Тогда снова выступил Максим. Никто из ребят и не знал, как волновался их вожатый, какие сомнения тревожили его. Он понимал, что слова Нагорного справедливы и на первый взгляд совершенно правильны. Галина - звеньевая. А какой она подала пример пионерам? Оправдывает ли ее раскаяние? Может ли она остаться звеньевой?
И в то же время вожатый был уверен, что переизбрание звеньевой – опасный путь. Разве не достаточно знал он эту светловолосую девочку, лучшую пионерку, с открытым и чутким сердцем, такую нежную и стыдливую? Разве не будет для нее это переизбрание страшным ударом?
- Иначе говоря, - ты, Нагорный, требуешь для Кукобы самого тяжелого наказания? - спросил вожатый. - Может, ее посадить в бочку и бросить в море? А может, ее отправить за тридевять морей к самому Кощею бессмертному? Тяжелое наказание? Ну, конечно! Ты прав! Но не надо забывать и того, почему Кукоба в свое время была выбрана в звеньевые. Чем заслужила она эту честь? Она заслужила ее отличной работой, безукоризненным поведением. И она очень хорошо выполняла свою работу...
- Нет, я думаю, тяжелого наказания не надо, - вырвалось у Нагорного.
Все засмеялись.
- Ишь какой! Да ведь ты сам только что...
- Я думал, это не тяжелое наказание.
- Не тяжелое? А что же это? Награда?
- Я думал, что...
- А ты еще подумай!
- Только быстрее...
Нагорный молча оглядывался по сторонам.
Потом махнул рукой, засмеялся и сел на свое место.
Будто тяжелый камень скатился с плеч Максима. Кукоба осталась звеньевой.
С собрания Галина возвращалась домой уже вечером. Тяжелое настроение, мучившее ее весь день, понемногу уходило от нее. Да, это случилось с ней в первый и в последний раз.
И от этой уверенности таяли и исчезали все ее тяжелые, неприятные мысли. Только в сердце еще ворочался какой-то назойливый, злой червячок. А что за червячок – Галина не знает и сама. Неужели обида? Нет, это что-то другое.

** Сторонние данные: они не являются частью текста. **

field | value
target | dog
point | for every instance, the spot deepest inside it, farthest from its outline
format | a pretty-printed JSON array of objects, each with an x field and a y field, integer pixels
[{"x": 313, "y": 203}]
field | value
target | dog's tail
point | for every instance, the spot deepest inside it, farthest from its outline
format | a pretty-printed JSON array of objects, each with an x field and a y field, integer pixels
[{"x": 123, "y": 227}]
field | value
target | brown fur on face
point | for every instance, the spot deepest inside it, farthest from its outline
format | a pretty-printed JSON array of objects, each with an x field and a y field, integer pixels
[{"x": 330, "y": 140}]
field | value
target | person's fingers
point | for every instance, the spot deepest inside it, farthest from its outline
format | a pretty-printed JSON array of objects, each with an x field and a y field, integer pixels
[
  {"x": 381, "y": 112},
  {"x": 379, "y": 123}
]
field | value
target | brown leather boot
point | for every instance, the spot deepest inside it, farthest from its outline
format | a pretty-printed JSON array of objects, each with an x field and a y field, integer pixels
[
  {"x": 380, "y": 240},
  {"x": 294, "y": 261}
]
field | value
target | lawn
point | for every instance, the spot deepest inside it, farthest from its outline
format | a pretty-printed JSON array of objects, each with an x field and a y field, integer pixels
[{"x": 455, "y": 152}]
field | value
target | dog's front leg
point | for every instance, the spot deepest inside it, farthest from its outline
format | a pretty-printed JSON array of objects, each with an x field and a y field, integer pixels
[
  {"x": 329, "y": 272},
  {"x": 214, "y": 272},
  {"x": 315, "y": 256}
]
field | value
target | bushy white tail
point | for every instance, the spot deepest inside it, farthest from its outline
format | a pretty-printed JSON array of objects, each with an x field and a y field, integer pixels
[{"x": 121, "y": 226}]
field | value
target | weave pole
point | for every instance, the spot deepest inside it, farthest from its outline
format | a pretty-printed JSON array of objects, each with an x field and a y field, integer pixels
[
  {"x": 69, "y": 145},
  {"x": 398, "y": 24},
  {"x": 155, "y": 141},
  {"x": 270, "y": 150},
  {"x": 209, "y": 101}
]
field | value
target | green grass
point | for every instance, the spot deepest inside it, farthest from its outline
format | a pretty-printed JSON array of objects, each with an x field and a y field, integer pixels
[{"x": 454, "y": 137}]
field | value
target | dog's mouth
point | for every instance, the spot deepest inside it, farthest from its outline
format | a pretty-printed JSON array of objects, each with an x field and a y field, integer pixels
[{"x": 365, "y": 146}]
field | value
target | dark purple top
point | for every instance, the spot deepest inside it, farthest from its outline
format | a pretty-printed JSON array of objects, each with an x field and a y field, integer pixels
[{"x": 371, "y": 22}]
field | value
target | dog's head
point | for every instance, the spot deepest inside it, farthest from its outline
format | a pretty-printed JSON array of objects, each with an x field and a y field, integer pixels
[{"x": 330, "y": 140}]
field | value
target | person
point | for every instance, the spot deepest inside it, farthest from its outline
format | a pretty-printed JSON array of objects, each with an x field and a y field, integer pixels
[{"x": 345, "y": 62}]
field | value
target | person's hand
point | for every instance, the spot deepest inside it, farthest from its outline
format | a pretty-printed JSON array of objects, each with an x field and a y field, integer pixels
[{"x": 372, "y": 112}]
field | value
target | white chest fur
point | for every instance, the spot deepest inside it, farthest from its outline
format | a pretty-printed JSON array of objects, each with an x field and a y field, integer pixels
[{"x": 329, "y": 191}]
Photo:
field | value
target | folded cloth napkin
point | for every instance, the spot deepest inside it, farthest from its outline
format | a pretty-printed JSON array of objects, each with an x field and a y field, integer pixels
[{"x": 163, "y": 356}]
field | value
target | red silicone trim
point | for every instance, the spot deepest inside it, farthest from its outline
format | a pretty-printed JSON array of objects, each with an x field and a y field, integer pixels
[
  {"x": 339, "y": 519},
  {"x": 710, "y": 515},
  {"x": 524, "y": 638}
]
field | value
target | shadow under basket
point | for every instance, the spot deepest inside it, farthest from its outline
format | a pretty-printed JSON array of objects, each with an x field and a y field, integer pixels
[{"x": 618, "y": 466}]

Уже возле самого дома девочка услышала за собой шаги и обернулась. Остановилась. За ней шел Сашко Чайка. Он остановился тоже. Он стоял возле каменного забора, неподвижный и молчаливый. Разве ему тоже удобнее итти домой этой дорогой?
И вдруг Галина понимает, какой червячок беспокоит ее сегодня. Конечно, своим поступком она оттолкнула от себя Сашка. Недаром целый день он избегал встречи с нею. Ему неприятно было говорить с ней, он, наверно, был бы доволен, если бы ее исключили из отряда. Но почему тогда он молчал на сборе? Ни одного слова не сказал ведь Сашко.
Сашко стоит в тени возле высокого забора. Галя поднимается на крыльцо и останавливается. Ей видно, как по другую сторону каменного забора месяц мостит серебром извилистую дорожку, к морю. Сколько раз бегала Галя по той дорожке на берег с ним, с Сашком! За забором - белый поток лунного света; а Чайка стоит в тени, застывший, неподвижный. Что, что это значит? Почему он такой? И разве... разве здесь его дорога к дому?
И вот Галя видит, как Сашко срывается с места. Ну да, теперь понятно: он нечаянно столкнулся с нею, и теперь, чтобы не встретиться лицом к лицу, он сейчас повернет в переулок. Но что это? Сашко бежит... Сашко бежит прямо к ней. Галина слышит его дыхание, он быстро взбегает на крыльцо. Он стоит перед ней потупившись, не смея поднять глаз, и тихо говорит:
- Галина... Ты прости меня. Я думал, что... нет, я ничего не думал. Ничего, Галина. Я не знал... а ты... ты записку мне написала, а он... Олег отнял ее... и... и...
В эту минуту луна, верно, выкатилась из-за угла дома, потому что, когда Сашко поднял голову и взглянул на Галину, все лицо его было залито лунным светом, а глаза его так и блестели от этого сияния.
Им открыл дверь Галин отец. На его лице было то непередаваемое и хорошо знакомое Гале выражение, когда за деланным спокойствием он прятал радостное и необычайное волнение. Это заставило девочку насторожиться. А отец, поздоровавшись за руку с Сашком и пропуская детей веред, легонько тронул Галю за плечо:
- Приготовься, дочка.
В ту же минуту Галя все поняла. Она еще не смела верить своему счастью, но взгляд ее упал на большой чемодан в передней. Вырвался сдавленный крик, и она бросилась в комнату. За Галей поспешил и отец.